Consumer Protection in Consumer Loans (Unfair Terms)

In April 1993 the Council of Europe issued Directive 93/13/ΕEEC on unfair terms in consumer contracts between consumers and persons or entities providing goods or services as part of their business activities (providers). For the purposes of the Directive, services include consumer loans entered into between banks and consumers.

Cyprus implemented the Directive into national law in 1996 by enacting the Unfair Terms in Consumer Contracts Law, which was gradually amended to take into account the increasing need to protect consumers’ rights. The Law integrates the Directive’s principles on establishing whether a term is unfair and the effect of such a finding on the rights and obligations of the contracting parties.

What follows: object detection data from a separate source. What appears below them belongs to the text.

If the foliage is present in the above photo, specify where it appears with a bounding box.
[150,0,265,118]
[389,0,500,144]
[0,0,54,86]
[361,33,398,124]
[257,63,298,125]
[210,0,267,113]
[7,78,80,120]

The Law itself provides an indicative list of types of terms that may be considered unfair, of which the following are of particular interest with regards to consumer loan contracts:

  • Terms excluding or limiting legal rights of the consumer against the provider (i.e. a bank) in the event of non-performance of contractual obligations of the provider.
  • Terms limiting the right of a consumer to offset amounts owed by the consumer to the provider by virtue of a contractual obligation with claims of the consumer against the provider for a breach of contract.
  • Terms inferring the consumers’ acceptance of contractual terms, of which the consumer had no actual knowledge prior to entering the contract.
  • Terms by which the provider has the right to unilaterally modify the contract without a valid justification.
  • Terms by which the provider has the sole right to interpret a contract term.
  • Terms by which the consumer is obligated to perform contractual obligations, despite non-performance by the provider.
  • Terms by which a banking institution may demand the loan amount to be immediately paid in full without specific conditions in the contract, and/or conditions specified by any Law.
  • Terms by which a disproportionate penalty is imposed on a consumer who is in default (a penalty clause).
  • Terms by which a banking institution may charge the loan with amount other than interests or costs deemed necessary for the operation of the loan account and by which terms the amount is added to the installment amount.
  • Terms by which yearly interest is calculated on a basis other than a 365 day year.

Courts dealing with a claim that a term is unfair, must first establish whether the contract is one of a consumer nature. Specifically, whether the contracting parties are within the definitions of consumer and provider respectively.  For the purposes of the Unfair Terms in Consumer Contracts Law, a consumer is a natural entity, who is acting for purposes not related to his or her business. Therefore, the law’s provisions do not protect legal entities when entering a contract with a provider. On the other hand, for the purposes of this law, a provider is a natural or legal entity who supplies goods or services and enters an agreement for purposes related to his or her business.

The Court must then examine if the term in question was the result of individual negotiation, meaning if the term had already been drafted by the provider and the consumer was not in a position to affect the content of the term. The burden of proof lies on the provider to show that the term was the result of individual negotiation. The use of the same or a similar term in various contracts of the same provider with different consumers, or in contracts made over the course of time, is an indication that the term was not the result of individual negotiation. The same can be said for characteristics of contract documents that indicate a specific contract template.

According to Article 5 of the Law, a term is deemed unfair if despite the requirement to act in good faith, the term creates significant imbalance on the rights and obligations of the parties which is favourable to the interests of the provider. In order to determine if a requirement to act in good faith exists, the Court must take into account the bargaining power of the contracting parties, whether the consumer was urged to agree to the term in question, whether the goods or services where provided by request of the consumer and the degree to which the provider treated the consumer in fairness.

The Court must take into account all circumstances under which the contract was entered into, including information given to the consumer by the provider prior to the consumer loan, and how transparent the terms are by virtue of their wording.

According to Article 9 of the Law, the Director of the Consumer Protection Service (a department within the Ministry of Energy Commerce Industry and Tourism), has a duty to assess whether a consumer contract term is unfair either on his own or following a complaint by a consumer.

The decision of the Director on the matter is not binding on a Court dealing with the same term but such a decision Director may provide useful tools to those who wish to claim that the term is unfair and may aid the Court in establishing whether the term is unfair. The role of the Director is to provide protection to the greater consumer public and the court procedure is the only setting to obtain a legally binding decision with regards to the rights and obligations of a specific consumer against the provider.

If a term is deemed by the Court as unfair based on the above criteria, the term in question will not be binding on the consumer but the rest of the contract terms remain binding on the contracting parties unless the contract may not carry on without the term.

This article is given for information purposes only and it does not constitute legal advice.